Fine, it would also be ironic if, you know, this view was incredibly short-sighted, or perhaps outright wrong. But that of course would be another blog post.
I loved “A Walk in the Woods”. Now I don’t remember off the top of my head and I knew nothing about economics at the time, but what are the odds he criticized capitalism in that one?
I was aghast to find that the price of a dozen eggs at the local market had leaped from the already heady level of $1.25 to an inconceivable $1.79 in just a few days. Bryson must be pretty happy about that.
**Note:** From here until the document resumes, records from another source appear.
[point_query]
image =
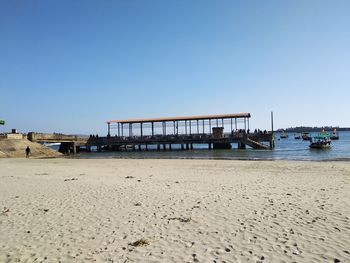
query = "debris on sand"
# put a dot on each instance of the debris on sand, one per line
(5, 211)
(70, 179)
(181, 219)
(139, 243)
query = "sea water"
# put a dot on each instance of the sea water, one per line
(286, 149)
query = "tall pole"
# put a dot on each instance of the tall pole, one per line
(272, 122)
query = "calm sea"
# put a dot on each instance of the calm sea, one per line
(286, 149)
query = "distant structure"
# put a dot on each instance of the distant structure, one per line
(183, 131)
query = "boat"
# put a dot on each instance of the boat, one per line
(335, 135)
(283, 135)
(320, 142)
(306, 136)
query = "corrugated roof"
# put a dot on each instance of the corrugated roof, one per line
(185, 118)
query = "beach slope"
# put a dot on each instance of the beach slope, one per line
(173, 211)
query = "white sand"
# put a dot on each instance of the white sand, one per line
(187, 210)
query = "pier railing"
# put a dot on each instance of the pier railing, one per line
(178, 139)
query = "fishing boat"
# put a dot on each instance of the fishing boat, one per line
(335, 135)
(320, 142)
(306, 136)
(283, 135)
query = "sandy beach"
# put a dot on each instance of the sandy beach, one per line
(127, 210)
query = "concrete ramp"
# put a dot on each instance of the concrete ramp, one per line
(254, 144)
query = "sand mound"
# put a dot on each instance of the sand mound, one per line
(16, 148)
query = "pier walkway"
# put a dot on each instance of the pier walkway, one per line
(183, 131)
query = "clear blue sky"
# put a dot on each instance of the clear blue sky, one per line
(68, 66)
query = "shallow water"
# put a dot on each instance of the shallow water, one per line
(286, 149)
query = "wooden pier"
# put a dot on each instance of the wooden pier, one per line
(185, 132)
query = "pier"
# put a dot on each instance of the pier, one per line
(215, 131)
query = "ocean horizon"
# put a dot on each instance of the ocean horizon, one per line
(286, 149)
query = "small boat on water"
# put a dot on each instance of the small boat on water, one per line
(335, 135)
(320, 142)
(306, 136)
(283, 135)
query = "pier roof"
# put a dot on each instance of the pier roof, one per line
(184, 118)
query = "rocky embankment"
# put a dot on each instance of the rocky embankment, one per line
(16, 148)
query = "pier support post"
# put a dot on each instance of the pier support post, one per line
(241, 145)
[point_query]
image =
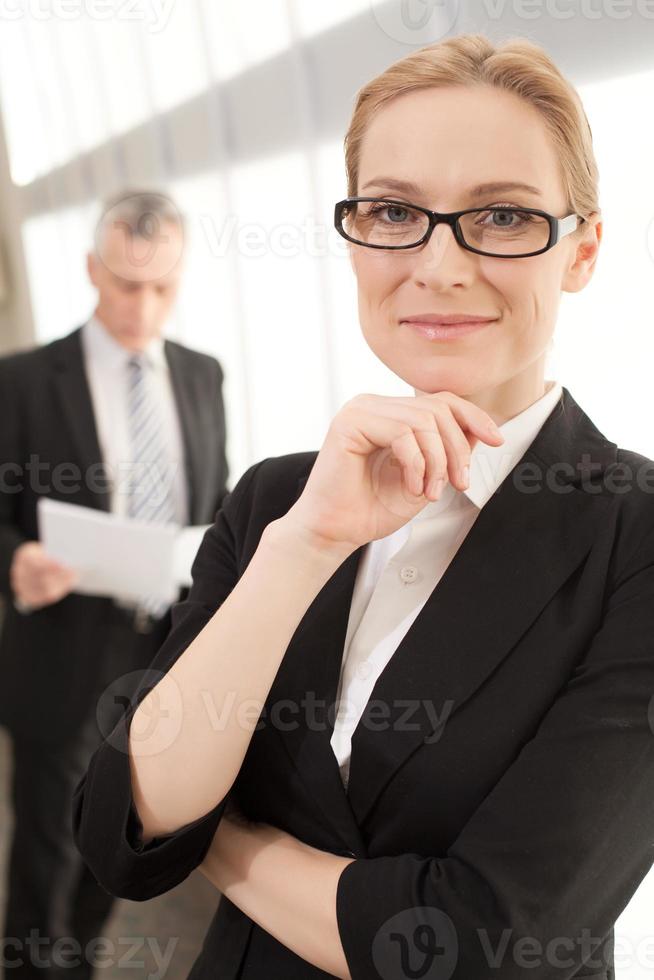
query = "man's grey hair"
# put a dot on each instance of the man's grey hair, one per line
(141, 213)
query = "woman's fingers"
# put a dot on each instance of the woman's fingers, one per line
(445, 429)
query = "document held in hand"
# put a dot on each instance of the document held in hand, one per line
(118, 556)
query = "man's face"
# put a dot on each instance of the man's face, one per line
(137, 281)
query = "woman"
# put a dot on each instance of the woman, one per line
(484, 804)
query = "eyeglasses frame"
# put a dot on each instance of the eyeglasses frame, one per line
(559, 227)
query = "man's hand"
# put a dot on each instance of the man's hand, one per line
(38, 580)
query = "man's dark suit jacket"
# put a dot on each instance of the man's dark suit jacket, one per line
(523, 820)
(49, 659)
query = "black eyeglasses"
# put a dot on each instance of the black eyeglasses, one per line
(501, 232)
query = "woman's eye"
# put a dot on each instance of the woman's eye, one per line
(391, 212)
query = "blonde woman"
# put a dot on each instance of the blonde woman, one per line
(405, 727)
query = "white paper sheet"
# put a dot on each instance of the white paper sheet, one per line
(118, 556)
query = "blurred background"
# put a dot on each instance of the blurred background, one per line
(238, 109)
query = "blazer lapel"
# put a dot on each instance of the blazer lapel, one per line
(189, 416)
(507, 569)
(74, 394)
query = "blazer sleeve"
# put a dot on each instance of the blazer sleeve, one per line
(557, 848)
(106, 826)
(221, 435)
(12, 474)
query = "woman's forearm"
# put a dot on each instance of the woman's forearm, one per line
(190, 734)
(285, 886)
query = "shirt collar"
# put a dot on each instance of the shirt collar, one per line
(99, 343)
(489, 465)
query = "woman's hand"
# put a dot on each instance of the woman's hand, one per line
(380, 463)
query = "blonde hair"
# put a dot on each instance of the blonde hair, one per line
(517, 66)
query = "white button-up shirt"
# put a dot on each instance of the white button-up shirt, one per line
(105, 361)
(397, 573)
One of the most interesting stocks I used to follow was Alexander and Baldwin, a Hawaiian company that owned the Matson shipping lines, the Wailea resort in Maui and other huge amounts of land in Maui and Kauai. In the footnotes of their annual report, I discovered a discussion of the sugar business around the world, including the protected sugar business in the United States.
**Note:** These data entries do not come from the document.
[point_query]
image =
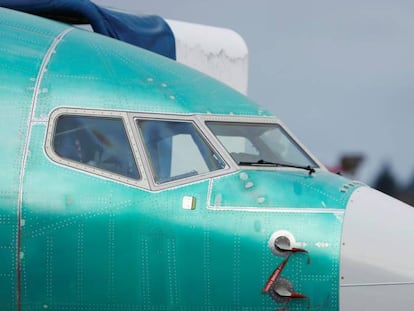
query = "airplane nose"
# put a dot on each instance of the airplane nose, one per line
(377, 253)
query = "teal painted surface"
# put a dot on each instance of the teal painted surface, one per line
(102, 245)
(119, 76)
(88, 243)
(22, 47)
(282, 189)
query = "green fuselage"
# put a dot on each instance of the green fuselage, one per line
(75, 240)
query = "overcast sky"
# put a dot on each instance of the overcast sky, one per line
(340, 74)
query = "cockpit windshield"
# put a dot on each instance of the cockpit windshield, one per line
(261, 145)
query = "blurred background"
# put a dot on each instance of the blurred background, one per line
(340, 75)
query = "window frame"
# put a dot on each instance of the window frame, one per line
(96, 171)
(203, 119)
(204, 134)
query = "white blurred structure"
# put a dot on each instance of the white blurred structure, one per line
(218, 52)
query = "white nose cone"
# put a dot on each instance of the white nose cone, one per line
(377, 254)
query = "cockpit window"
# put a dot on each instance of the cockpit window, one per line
(260, 144)
(99, 142)
(177, 150)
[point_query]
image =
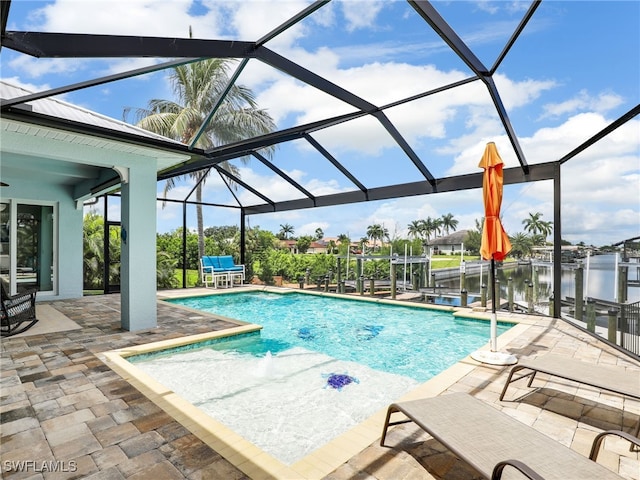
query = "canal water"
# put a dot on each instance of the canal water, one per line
(599, 279)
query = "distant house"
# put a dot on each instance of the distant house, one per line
(452, 244)
(292, 246)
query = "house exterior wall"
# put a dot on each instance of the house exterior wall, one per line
(68, 233)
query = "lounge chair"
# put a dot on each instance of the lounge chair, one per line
(491, 441)
(18, 312)
(615, 380)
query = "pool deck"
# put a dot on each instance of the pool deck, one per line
(61, 404)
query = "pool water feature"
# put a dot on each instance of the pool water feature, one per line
(319, 367)
(416, 342)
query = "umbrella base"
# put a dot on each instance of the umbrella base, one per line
(494, 358)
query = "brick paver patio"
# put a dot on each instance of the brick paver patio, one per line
(65, 414)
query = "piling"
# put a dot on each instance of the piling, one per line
(612, 327)
(579, 307)
(393, 281)
(591, 314)
(510, 293)
(623, 280)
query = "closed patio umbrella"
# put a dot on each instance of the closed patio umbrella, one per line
(495, 242)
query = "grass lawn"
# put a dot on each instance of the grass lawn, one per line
(450, 261)
(192, 277)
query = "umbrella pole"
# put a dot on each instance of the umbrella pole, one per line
(494, 318)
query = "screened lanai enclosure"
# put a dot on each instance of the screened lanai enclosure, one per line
(404, 112)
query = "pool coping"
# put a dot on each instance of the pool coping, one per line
(246, 456)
Sugar is protected in all the countries that produce it, and the price you see in the Wall Street Journal is the spot price, which applies to a very small (less than five percent) of the sugar produced around the world. Now, I’m generally and nearly always opposed to protectionism, but I’m not in favor of being a sucker, either. As long as the United States has plenty of land on which to grow sugar beets, and, in the case of Hawaii, sugar cane, I say we let the price fluctuate according to supply and demand in this country and not subject our producers to dumping by foreign producers. At the very least, it is arguable that we trade with foreign countries that are willing to buy our products, including agricultural products.
At any rate, the choice of sugar as an example of how capitalism works is an odd one.
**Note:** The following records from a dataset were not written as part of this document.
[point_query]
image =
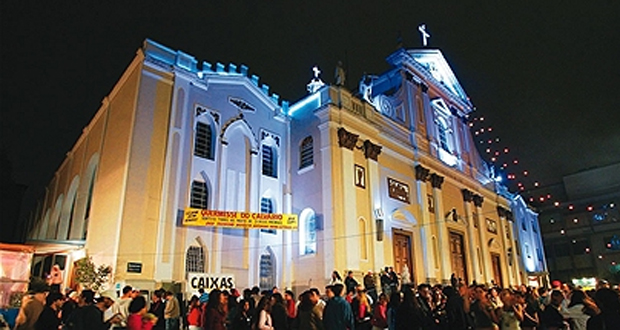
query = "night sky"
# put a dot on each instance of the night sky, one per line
(546, 77)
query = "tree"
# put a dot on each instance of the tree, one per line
(90, 276)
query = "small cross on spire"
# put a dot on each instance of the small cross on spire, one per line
(425, 35)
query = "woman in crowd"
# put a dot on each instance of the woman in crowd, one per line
(482, 310)
(194, 316)
(379, 315)
(608, 301)
(361, 310)
(264, 321)
(243, 318)
(579, 310)
(308, 314)
(138, 318)
(392, 307)
(511, 313)
(215, 311)
(278, 312)
(530, 311)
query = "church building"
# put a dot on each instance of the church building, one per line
(387, 176)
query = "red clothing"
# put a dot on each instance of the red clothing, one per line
(194, 317)
(215, 319)
(135, 322)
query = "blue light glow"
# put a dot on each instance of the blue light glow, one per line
(312, 101)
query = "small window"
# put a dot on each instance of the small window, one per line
(443, 134)
(306, 153)
(266, 206)
(200, 195)
(270, 161)
(195, 260)
(203, 144)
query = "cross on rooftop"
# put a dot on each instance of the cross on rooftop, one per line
(425, 35)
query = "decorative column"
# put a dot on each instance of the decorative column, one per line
(484, 245)
(468, 197)
(371, 152)
(506, 264)
(443, 241)
(347, 142)
(422, 175)
(513, 244)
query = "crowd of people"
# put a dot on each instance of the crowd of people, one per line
(345, 304)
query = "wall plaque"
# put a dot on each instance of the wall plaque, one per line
(398, 190)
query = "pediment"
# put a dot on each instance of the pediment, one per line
(435, 65)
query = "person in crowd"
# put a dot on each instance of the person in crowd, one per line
(309, 315)
(279, 316)
(511, 313)
(350, 282)
(482, 310)
(392, 307)
(172, 311)
(385, 280)
(408, 315)
(215, 311)
(138, 318)
(32, 306)
(243, 318)
(362, 311)
(49, 317)
(370, 285)
(194, 315)
(494, 297)
(579, 309)
(336, 278)
(379, 313)
(530, 311)
(608, 301)
(393, 279)
(263, 319)
(121, 308)
(87, 316)
(456, 318)
(203, 297)
(157, 308)
(551, 318)
(337, 314)
(70, 304)
(289, 302)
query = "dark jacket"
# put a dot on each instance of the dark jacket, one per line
(338, 315)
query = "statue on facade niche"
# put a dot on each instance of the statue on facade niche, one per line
(340, 74)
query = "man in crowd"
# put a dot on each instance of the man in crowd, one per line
(32, 306)
(337, 314)
(172, 312)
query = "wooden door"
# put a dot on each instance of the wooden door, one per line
(402, 253)
(457, 256)
(497, 269)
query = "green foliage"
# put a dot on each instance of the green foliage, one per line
(91, 276)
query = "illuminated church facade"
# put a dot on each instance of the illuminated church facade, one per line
(389, 176)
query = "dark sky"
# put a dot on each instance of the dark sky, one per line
(546, 77)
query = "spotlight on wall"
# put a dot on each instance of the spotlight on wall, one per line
(379, 223)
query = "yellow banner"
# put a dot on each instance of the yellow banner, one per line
(233, 219)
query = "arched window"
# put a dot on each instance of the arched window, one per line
(363, 239)
(195, 260)
(203, 144)
(442, 130)
(199, 196)
(306, 153)
(307, 232)
(267, 269)
(270, 164)
(266, 206)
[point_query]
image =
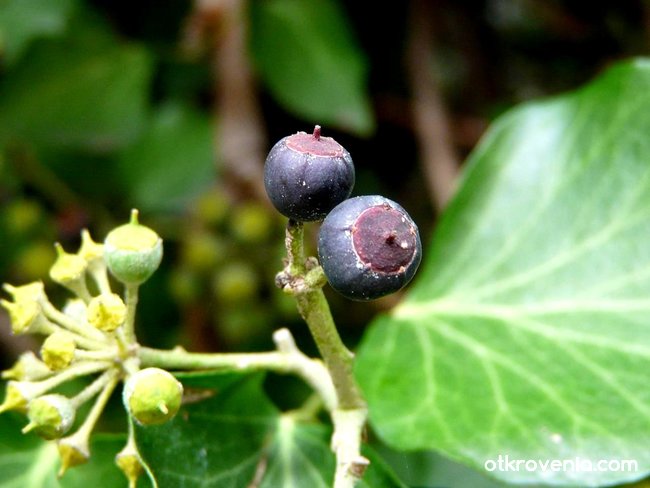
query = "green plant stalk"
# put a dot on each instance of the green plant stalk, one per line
(287, 359)
(97, 409)
(131, 305)
(67, 322)
(94, 388)
(349, 417)
(315, 310)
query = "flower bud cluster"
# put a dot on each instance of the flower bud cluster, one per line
(92, 334)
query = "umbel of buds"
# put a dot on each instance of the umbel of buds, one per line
(92, 334)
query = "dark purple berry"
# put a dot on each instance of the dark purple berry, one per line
(307, 175)
(369, 247)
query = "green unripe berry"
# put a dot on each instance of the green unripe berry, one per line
(251, 223)
(152, 396)
(128, 460)
(235, 283)
(202, 251)
(50, 416)
(133, 252)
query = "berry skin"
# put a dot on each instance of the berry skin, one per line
(133, 252)
(369, 247)
(307, 175)
(152, 396)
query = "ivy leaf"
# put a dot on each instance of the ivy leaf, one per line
(238, 436)
(22, 21)
(528, 331)
(171, 161)
(70, 94)
(308, 58)
(29, 461)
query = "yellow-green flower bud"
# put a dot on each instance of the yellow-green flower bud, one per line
(26, 316)
(68, 269)
(152, 396)
(106, 312)
(76, 309)
(30, 292)
(90, 250)
(50, 416)
(133, 252)
(17, 395)
(129, 463)
(73, 451)
(57, 350)
(28, 367)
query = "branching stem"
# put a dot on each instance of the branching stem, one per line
(349, 417)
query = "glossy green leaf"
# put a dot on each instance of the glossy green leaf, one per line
(71, 94)
(527, 333)
(309, 60)
(171, 161)
(27, 461)
(238, 436)
(22, 21)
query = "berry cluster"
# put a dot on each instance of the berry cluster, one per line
(368, 246)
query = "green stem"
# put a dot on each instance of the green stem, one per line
(131, 305)
(82, 329)
(94, 388)
(97, 408)
(287, 359)
(315, 310)
(177, 359)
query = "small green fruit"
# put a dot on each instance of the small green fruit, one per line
(50, 416)
(133, 252)
(152, 396)
(58, 350)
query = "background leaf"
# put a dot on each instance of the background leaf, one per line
(527, 333)
(308, 58)
(73, 94)
(22, 21)
(171, 161)
(238, 435)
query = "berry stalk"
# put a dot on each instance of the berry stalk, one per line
(349, 417)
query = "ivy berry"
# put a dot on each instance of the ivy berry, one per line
(369, 247)
(307, 175)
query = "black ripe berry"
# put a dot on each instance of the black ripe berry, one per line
(369, 247)
(307, 175)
Indeed, the USDA has screwed with agricultural markets entirely too much. Minimum prices tend to morph into maximum prices as a result of a “cheap food” policy pursued by the USDA since the Thirties. Price supports and the farmer-owned grain reserve are aimed at stabilizing the price of agricultural commodities in lean and fat years, just like Joseph did in the Bible. The net result is that the price hovers around the cost of producing corn, wheat and soybeans in the midwest, including the high cost of machinery. It takes enough of the gamble out of the business so that farmers are encouraged to go into debt to make capital purchases and then to live off the depreciation of their machinery. I have friends in Franklin County who have hundreds of acres in apples and peaches. The government does not subsidize them at all. They take their lumps in good growing years, but they more than make up for it in poor growing years, when prices are high. Overall, they prosper in the farming business, as opposed to their many neighbors in the dairy farming business. I think their example is one to follow: abolish all farm programs and let the market set the price, as it does in the apple, asparagus, lettuce, artichoke and peach businesses. This could be a hardship on consumers in lean years, but overall the market would take the weather and other uncertainties into account and make farming a profitable enterprise.
As for the McCormick Reaper being a bad thing, it was worse to have all those strident Soviet workers out there cutting wheat with scythes. Today, most planting is done with no-till methods, and harvesting is done with combine crews who harvest the crop at its peak. The Russians, unfortunately, had seventy years of bad weather and breakdowns of their Rube Goldberg combines.